Business valuations can be complex, and the rules can be hard to pin down sometimes. There are many business valuation methodologies that can be employed, aimed at determining the value of the enterprise. They are usually prepared on the basis of a hypothetical arm’s-length sale to a ‘willing but not anxious buyer’ purchasing from a ‘willing but not anxious seller’, where the parties are acting in good faith, with good information at hand. This is known as a fair market business valuation. However, what is not immediately evident from this description is that the business (or enterprise) being valued only the assets required to operate the business going forward, not everything that’s on the balance sheet! These assets are often known as the operating assets or business assets.
The only liability that would ordinarily be included in the valuation is trade creditors, and even then it is only included if it is lower than the trade debtors, so that the surplus of debtors over creditors provides the new owner access to working capital. However, most business sales (as distinct from share sales) are transacted on a basis of ‘no cash, no debt’, meaning that the assets included in the sale would be limited to items such as plant and equipment, inventory, motor vehicles (that are used in the earning of income), furniture, fixtures, and fittings. All other assets and liabilities would ‘stay behind’ in the hypothetical sale, and the seller would be responsible for extinguishing any debts and realising any assets themselves. This can add some complexity at the time of sale if any of the assets that form part of the sale are financed and are used as security for that finance. It is therefore critical that discussions are held with your accountant, solicitor, business broker, and your lender prior to the transaction to ensure that you are able to simultaneously settle any secured debts on the sale of the business.

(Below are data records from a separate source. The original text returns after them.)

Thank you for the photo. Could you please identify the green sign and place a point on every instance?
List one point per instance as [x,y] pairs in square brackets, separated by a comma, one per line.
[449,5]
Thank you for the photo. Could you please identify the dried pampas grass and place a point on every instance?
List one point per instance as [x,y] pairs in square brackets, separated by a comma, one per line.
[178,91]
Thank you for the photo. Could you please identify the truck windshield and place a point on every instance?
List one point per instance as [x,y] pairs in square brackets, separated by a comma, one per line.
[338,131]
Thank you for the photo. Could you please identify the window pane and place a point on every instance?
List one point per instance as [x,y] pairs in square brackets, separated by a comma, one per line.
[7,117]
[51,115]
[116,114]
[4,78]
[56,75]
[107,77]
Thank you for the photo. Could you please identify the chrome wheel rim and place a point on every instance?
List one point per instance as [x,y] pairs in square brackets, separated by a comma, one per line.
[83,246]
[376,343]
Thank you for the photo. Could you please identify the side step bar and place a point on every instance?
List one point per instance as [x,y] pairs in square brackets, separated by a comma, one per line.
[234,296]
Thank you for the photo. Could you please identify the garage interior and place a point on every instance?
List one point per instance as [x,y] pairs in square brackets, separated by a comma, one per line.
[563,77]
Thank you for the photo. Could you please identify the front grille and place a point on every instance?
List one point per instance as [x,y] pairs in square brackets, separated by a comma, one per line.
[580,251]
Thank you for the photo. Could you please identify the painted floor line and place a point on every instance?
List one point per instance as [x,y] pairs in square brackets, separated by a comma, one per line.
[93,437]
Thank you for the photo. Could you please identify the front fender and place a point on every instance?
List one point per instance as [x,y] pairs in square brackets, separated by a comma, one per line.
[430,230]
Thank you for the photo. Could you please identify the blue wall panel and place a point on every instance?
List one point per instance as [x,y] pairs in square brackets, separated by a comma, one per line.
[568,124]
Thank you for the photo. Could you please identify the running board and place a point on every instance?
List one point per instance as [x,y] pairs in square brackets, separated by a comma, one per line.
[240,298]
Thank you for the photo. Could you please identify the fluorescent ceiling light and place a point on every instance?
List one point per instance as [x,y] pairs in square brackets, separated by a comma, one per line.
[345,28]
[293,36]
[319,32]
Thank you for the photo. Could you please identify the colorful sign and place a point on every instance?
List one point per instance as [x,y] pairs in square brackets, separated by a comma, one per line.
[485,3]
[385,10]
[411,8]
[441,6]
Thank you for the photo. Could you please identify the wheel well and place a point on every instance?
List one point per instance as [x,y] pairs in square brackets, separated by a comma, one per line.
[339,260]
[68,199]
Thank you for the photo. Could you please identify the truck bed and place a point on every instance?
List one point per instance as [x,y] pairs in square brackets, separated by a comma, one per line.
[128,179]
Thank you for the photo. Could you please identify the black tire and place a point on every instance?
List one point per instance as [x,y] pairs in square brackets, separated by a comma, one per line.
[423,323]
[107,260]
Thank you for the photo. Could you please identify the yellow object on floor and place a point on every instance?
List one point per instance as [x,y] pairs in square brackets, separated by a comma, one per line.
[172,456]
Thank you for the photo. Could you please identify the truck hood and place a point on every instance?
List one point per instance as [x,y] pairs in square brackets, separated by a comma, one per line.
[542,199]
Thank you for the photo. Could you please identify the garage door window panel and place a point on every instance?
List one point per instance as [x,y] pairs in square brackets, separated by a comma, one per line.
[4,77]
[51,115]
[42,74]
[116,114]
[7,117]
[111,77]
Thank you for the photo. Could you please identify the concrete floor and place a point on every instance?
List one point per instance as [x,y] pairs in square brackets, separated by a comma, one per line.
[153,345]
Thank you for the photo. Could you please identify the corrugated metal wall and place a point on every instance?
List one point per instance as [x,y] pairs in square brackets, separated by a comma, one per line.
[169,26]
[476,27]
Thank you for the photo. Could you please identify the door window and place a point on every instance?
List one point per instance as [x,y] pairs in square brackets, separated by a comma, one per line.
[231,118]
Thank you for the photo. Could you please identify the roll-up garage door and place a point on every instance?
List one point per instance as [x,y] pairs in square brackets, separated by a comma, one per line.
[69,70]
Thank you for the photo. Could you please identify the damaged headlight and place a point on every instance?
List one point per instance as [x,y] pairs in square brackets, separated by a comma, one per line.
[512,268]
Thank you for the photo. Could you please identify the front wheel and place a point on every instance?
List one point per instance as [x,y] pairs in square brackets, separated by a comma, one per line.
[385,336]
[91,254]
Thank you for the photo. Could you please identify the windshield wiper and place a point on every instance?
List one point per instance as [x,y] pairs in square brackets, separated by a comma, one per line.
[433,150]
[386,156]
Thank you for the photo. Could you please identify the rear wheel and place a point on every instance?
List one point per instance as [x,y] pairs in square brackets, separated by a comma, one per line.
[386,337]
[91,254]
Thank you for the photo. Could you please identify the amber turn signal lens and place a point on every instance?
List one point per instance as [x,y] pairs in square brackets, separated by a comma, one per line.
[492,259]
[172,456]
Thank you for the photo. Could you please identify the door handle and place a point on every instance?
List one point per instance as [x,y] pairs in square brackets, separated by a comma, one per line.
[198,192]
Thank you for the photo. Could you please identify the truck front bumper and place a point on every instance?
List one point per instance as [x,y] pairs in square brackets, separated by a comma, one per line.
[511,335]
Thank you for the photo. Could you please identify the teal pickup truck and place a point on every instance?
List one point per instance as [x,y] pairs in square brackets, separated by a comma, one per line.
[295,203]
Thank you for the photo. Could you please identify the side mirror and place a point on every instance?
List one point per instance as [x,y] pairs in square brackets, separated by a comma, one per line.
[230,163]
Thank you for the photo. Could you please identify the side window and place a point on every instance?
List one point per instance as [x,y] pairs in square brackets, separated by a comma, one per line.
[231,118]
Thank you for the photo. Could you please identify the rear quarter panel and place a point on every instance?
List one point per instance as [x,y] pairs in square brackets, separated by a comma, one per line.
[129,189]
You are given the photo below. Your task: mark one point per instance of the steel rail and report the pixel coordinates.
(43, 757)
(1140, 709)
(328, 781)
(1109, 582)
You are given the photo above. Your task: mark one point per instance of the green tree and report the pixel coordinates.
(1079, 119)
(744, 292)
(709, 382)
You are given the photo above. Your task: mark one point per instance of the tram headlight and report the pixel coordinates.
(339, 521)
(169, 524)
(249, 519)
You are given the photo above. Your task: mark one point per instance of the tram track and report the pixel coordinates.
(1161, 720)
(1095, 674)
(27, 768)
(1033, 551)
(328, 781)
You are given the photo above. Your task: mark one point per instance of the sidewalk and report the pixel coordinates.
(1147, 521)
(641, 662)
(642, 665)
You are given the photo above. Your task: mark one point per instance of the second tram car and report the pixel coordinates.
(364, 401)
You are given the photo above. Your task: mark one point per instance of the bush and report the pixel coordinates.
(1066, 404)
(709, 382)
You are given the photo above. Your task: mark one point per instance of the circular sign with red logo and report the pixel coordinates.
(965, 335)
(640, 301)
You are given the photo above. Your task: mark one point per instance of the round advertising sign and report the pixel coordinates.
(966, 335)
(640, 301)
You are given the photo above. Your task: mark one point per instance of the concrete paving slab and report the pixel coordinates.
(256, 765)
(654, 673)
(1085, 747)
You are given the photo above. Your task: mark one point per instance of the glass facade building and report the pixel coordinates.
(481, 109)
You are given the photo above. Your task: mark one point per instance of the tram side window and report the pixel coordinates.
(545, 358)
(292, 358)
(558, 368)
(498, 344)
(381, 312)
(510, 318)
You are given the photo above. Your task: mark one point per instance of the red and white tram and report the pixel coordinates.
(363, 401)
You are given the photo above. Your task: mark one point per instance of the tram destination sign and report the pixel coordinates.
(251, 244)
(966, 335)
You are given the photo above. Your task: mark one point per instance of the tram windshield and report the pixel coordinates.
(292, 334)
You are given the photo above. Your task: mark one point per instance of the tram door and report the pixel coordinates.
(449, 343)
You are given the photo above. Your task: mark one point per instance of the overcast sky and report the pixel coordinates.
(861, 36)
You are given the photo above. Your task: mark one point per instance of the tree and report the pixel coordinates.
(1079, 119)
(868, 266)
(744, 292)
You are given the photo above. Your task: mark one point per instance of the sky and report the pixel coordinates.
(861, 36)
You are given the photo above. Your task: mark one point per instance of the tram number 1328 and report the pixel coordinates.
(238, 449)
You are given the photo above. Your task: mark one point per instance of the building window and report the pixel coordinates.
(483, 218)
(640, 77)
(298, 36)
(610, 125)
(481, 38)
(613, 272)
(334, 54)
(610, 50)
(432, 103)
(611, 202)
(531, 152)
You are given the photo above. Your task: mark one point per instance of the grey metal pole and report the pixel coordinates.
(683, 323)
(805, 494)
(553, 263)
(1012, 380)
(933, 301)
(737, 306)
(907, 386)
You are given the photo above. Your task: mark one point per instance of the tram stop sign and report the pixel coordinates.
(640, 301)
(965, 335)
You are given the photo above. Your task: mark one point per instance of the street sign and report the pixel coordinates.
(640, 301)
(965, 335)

When determining the value of shares in an entity, the steps are slightly different, but start from the same point. Firstly, a business valuation is performed exactly as it is above, and then we work out how much goodwill (if any) that the business possesses, and then that gets added back to the balance sheet exactly as it is, including all of those surplus assets and liabilities that would not be sold with the business if it was sold separately. However, SMEs will often possess a bunch of related party debt or assets that need to be removed from the company before the shares are transferred to its new owner. In this case, those surplus assets and debts don’t just ‘get left behind’, they have to be extinguished or transferred out of the entity, before the shares are sold. It is this rationalised (or adjusted) balance sheet that sets the price of the shares. Again, this is where you need to talk to your accountant, solicitor, business broker, and lender(s).
Debt is a complicating factor in business valuations and entity/share valuations but getting the right advice from skilled professionals can mean the difference between a smooth, profitable, easy transaction, and well… the opposite!